Les ennemis d’hier s’entendent désormais et les pays qui se battaient,ne se battent plus, ou, du moins, plus de la même manière. Laguerre est devenue économique, plus cachée, plus discrète, et pourtant,nous le savons, elle laisse chaque année son lot de victimes.
Si dans certains pays d’Afrique, du fait de la spéculation sur le prix du blé et des matières premières, des hommes et des femmes sont condamnés à mourir de faim, nous savons aussi que dans nos pays si riches (20% de la population mondiale !), un certain nombre de personnes connaissent la pauvreté, voire la grande pauvreté. Je suis ainsi frappé chaque année de constater au niveau du presbytère Saint-Porchaire que de plus en plus de personnes demandent des aliments de première nécessité.
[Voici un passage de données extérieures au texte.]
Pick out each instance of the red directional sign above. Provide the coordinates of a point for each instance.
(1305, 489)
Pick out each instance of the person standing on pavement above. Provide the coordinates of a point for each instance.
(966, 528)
De plus en plus de personnes nous confient qu’elles ne mangent pas à leur faim, qu’elles ne sont pas bien chauffées et qu’elles vont passer l’hiver avec parfois pour certaines d’entre-elles une température de leur appartement, de leur maison voisinant les 5° !
Oui, le combat est différent aujourd’hui, mais il me semble que ce qui animait les membres du Réseau Renard, à savoir l’esprit de résistance,devrait nous animer.
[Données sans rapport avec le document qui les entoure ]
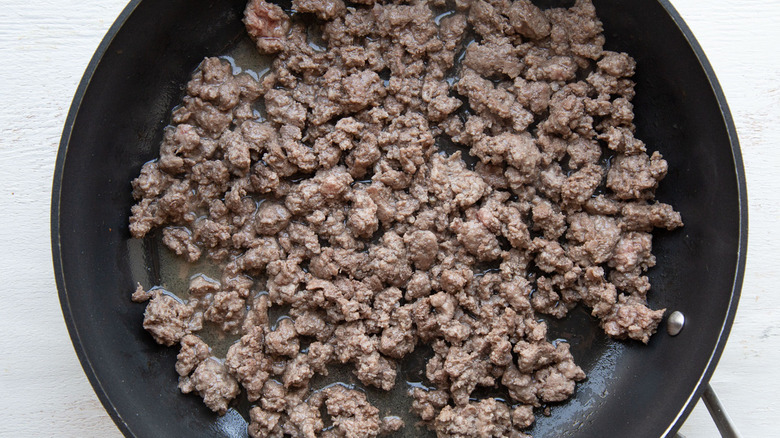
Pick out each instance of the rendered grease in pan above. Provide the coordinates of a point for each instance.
(376, 208)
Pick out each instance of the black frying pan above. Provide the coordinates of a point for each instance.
(115, 125)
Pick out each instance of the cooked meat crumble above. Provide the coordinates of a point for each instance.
(419, 179)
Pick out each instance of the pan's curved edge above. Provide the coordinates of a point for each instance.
(743, 219)
(97, 385)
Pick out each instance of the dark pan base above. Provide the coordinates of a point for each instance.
(115, 125)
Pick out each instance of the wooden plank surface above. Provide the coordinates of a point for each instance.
(45, 46)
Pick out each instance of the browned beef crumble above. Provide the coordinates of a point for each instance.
(340, 205)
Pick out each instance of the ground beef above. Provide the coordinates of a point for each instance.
(397, 180)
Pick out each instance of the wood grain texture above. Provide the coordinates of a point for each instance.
(45, 47)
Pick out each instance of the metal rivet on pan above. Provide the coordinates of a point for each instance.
(675, 323)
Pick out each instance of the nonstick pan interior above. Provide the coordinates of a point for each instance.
(115, 125)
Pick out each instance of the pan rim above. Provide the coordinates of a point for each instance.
(89, 368)
(84, 360)
(739, 170)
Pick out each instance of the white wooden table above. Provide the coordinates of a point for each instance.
(45, 46)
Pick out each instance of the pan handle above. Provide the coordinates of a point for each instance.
(719, 416)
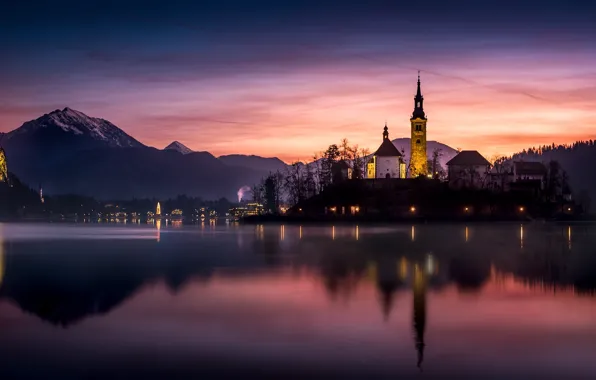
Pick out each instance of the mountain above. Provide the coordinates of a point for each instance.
(576, 159)
(67, 151)
(264, 164)
(76, 127)
(178, 147)
(446, 152)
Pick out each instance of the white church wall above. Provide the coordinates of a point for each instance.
(387, 165)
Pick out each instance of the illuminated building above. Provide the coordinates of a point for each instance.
(3, 166)
(387, 161)
(176, 214)
(418, 159)
(468, 169)
(1, 261)
(249, 210)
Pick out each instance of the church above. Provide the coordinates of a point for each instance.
(388, 161)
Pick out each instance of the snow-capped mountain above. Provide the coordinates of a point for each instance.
(77, 124)
(265, 164)
(178, 147)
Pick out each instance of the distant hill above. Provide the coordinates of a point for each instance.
(263, 164)
(178, 147)
(576, 159)
(69, 152)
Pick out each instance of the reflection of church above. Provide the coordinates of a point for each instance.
(388, 161)
(389, 277)
(3, 166)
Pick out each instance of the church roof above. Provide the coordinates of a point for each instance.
(387, 149)
(468, 158)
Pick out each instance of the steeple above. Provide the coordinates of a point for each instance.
(418, 102)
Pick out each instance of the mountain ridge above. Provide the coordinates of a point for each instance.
(179, 147)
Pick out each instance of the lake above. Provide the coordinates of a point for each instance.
(271, 301)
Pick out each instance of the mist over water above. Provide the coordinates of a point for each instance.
(275, 301)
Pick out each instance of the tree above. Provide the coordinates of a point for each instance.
(359, 162)
(502, 169)
(436, 164)
(553, 183)
(310, 182)
(584, 201)
(330, 157)
(345, 150)
(258, 192)
(295, 183)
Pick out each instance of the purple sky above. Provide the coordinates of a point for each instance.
(289, 78)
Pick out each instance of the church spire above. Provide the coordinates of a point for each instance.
(418, 102)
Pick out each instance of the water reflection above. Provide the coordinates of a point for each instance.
(64, 282)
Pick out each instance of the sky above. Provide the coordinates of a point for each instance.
(288, 78)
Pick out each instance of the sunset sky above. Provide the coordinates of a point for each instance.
(287, 78)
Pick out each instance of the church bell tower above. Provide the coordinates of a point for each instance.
(418, 160)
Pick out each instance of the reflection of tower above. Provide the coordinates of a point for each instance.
(1, 259)
(385, 273)
(41, 194)
(158, 226)
(418, 159)
(3, 166)
(419, 312)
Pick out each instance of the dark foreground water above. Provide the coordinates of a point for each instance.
(442, 301)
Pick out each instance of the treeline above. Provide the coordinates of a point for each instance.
(570, 167)
(19, 200)
(304, 180)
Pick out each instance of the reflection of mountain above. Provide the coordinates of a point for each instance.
(419, 317)
(63, 287)
(65, 281)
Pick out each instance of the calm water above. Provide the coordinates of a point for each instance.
(426, 301)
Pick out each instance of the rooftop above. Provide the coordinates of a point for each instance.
(468, 158)
(387, 149)
(529, 168)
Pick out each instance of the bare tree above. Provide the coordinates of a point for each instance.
(502, 168)
(295, 183)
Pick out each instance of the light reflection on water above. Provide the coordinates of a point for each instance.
(339, 300)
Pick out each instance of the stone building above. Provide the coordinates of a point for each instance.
(418, 158)
(468, 169)
(387, 161)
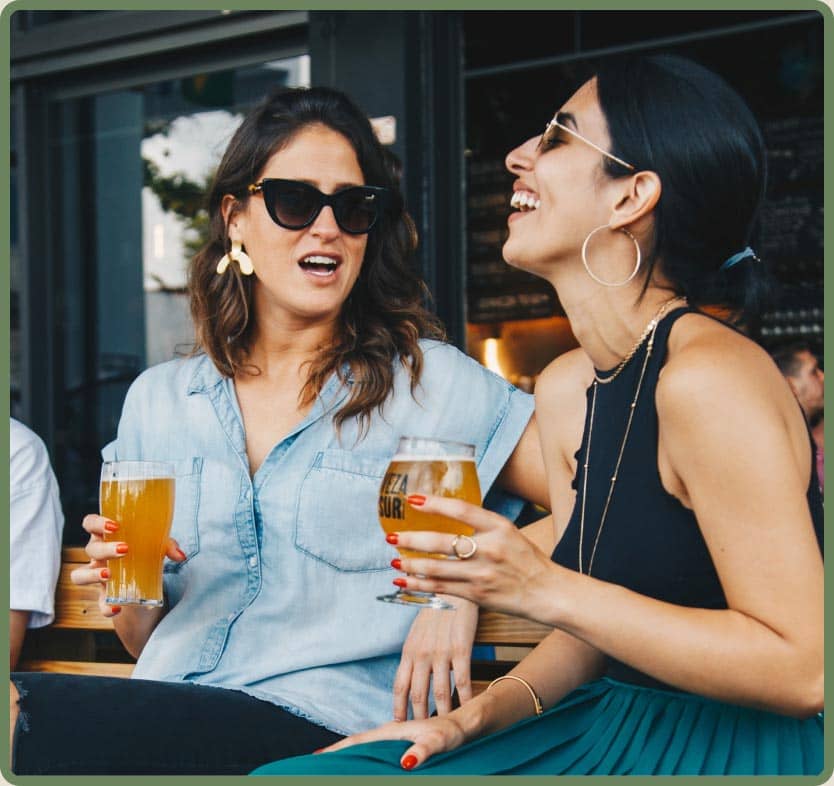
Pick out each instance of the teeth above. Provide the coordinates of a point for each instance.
(524, 201)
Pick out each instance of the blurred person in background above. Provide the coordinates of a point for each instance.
(36, 523)
(686, 587)
(801, 368)
(316, 353)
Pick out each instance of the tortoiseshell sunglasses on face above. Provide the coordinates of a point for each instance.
(554, 126)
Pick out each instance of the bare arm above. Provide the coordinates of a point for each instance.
(732, 443)
(557, 665)
(18, 621)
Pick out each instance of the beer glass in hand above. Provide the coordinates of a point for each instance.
(426, 466)
(139, 496)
Aujourd’hui, on ne parle plus de « résistance », on parle « d’indignation», et j’avoue être extrêmement favorable à ce mouvement des indignés regrettant cependant que certains mouvements d’extrême gauche s’emparent de ce combat le politisant et en pervertissant l’intuition première.
S’indigner, ce titre de livre bien connu d’Hessel, est là pour rappeler ce que je disais tout à l’heure : tout n’est pas acceptable, et un Chrétien se doit d’être indigné.
Lorsque j’ai été ordonné prêtre, mon évêque m’a dit : « Patrice, un prêtre est un homme blessé, blessé par l’injustice, blessé par le malheur que traversent les autres, blessé par la souffrance de ceux et celles qu’il rencontre. Demeure à jamais blessé, ne te blinde pas. »
Je n’ai jamais oublié cette parole, mais les blessures que nous recevons tous, loin de nous affaiblir, doivent nous rendre plus fort et nous donner envie de changer le monde. Le message du Christ est clair : le monde doit changer, et les hommes doivent cesser de se battre, ils doivent s’entendre.
Le Christ n’a jamais cessé de prêcher l’amour, l’entente entre les personnes, nous invitant à chercher le sens de notre vie au-delà de nous même, comme l’ont fait les membres du Réseau Renard prêts à donner leur vie pour une cause supérieure à eux-mêmes. Ces drapeaux en sont les témoins, ce pour quoi ils sont morts ne les concernait pas seulement à titre individuel, car elle concernait toute la France.

Aujourd’hui, en 2011, il me semble que nous pouvons prier pour que cet esprit de résistance demeure vivant en l’homme, que nous n’acceptions jamais de nous résigner contre l’injustice, contre le mal, contrela guerre.

Résister, s’indigner constituent à mes yeux deux actions qui font de nous tous des artisans de paix
HOMELIE DU PERE GOURRIER
Samedi 3 Décembre 2011
Messe commémorative du Réseau Renard
en l’église Saint-Porchaire
Chaque 3 décembre est célébrée, à Saint-Porchaire, une messe pour le résean Renard suivie d’une cérémonie au cimetière de Chilvert. Cette année ce sera le lundi 3 décembre 2012.